At SummerSlam 2016, Nikki Bella returned to the WWE ring—with a new, more neck-friendly finishing move than her old Rack Attack—as the surprise tag team partner for Natalya and Alexa Bliss. She then officially returned as a member of the SmackDown roster, ending up the blue brand’s women’s team captain at that year’s Survivor Series. Though she had several high-profile feuds and matches upon returning, Nikki’s biggest moment by far ended up being her mixed tag team match with her real-life, longtime boyfriend John Cena (against The Miz and Maryse) at WrestleMania 33. But even bigger than that was one of the most romantic moments in the history of WrestleMania: After they won the match, Cena proposed to Nikki.
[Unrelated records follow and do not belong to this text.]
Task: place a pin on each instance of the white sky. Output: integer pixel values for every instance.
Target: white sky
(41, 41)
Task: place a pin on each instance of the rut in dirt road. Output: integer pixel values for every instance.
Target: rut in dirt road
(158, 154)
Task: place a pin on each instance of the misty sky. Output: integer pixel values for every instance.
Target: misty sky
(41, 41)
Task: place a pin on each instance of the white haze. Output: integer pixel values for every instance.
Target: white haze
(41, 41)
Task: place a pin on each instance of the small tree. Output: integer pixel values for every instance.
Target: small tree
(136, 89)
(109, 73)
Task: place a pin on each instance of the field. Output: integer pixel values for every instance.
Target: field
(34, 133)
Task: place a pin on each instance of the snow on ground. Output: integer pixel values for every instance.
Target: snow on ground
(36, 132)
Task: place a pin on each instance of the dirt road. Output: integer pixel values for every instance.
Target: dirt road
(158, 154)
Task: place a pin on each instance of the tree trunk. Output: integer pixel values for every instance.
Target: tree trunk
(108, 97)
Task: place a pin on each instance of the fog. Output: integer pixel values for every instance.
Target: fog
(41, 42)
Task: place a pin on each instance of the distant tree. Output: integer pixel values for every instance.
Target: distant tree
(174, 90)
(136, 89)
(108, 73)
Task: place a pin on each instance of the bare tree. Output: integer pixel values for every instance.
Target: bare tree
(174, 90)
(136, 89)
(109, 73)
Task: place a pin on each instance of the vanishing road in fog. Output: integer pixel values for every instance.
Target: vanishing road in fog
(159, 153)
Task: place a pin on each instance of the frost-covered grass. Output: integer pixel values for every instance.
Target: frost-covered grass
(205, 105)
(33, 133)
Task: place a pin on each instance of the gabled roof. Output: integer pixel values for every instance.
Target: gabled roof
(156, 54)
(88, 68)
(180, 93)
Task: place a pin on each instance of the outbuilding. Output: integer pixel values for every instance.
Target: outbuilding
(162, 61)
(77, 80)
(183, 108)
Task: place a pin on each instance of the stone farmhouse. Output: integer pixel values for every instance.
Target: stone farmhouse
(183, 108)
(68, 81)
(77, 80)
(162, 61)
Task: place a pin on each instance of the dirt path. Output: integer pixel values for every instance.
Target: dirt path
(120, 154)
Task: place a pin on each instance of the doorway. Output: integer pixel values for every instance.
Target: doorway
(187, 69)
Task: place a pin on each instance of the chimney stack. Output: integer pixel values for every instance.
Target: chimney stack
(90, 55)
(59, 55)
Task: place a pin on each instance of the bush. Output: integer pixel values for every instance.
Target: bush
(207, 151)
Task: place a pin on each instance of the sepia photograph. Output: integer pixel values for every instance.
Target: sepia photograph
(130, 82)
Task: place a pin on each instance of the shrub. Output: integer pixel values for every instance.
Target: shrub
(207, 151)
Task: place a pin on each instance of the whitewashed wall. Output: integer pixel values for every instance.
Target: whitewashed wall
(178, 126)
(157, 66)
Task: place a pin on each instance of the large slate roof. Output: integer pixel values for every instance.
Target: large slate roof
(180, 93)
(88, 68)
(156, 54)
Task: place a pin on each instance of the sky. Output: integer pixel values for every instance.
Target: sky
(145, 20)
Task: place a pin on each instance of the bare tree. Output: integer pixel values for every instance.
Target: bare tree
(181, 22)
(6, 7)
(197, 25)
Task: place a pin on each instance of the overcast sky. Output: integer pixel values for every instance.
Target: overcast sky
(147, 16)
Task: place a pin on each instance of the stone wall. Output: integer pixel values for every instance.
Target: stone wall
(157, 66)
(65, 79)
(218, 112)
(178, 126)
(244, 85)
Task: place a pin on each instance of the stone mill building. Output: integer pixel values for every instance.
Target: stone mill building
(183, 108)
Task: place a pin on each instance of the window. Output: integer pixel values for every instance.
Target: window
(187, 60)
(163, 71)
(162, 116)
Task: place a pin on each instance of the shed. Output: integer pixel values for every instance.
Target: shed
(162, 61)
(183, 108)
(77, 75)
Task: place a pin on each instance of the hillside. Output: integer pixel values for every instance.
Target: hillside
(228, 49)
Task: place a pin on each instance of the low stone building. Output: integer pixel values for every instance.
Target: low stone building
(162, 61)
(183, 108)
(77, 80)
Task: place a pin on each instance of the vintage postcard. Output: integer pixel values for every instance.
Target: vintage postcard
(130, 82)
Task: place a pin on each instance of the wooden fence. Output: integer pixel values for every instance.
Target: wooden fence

She said yes.

After this, Nikki took some more time off from wrestling (again, due to her neck) but continued to represent WWE on her reality shows, The Bella Twins’ popular YouTube channel, American Ninja Warrior, and even Dancing With The Stars (where she incorporated a wrestling move into a tango).

https://www.youtube.com/watch?v=tlACd8CquRk

Nikki and Brie showed up—again as threats to Revolution-era stars—in the first ever Women’s Royal Rumble match, with Asuka eliminating Nikki to punch her ticket to WrestleMania. On a personal level, the Cena-Bella breakup kept Nikki in fans’ minds and in the tabloids later in 2018. But Nikki and Brie officially returned to WWE again at SummerSlam to support Ronda Rousey, eventually teaming with her in tag matches on RAW and the Super Show-Down.

Not content to play sidekicks to the champ, the Bellas turned on Rousey. with Nikki challenging her for her RAW Women’s Championship and claiming responsibility for this era of women’s wrestling in WWE. In fact, Nikki and Brie said they were starting a “Bellalution” at the champ’s expense. Rousey, on the other hand, would disagree.


It’s been a long road for both women—and the WWE—to get here, but the former Diva and the former UFC champion will face off as opponents at Evolution, WWE’s first all-women pay-per-view, on October 28.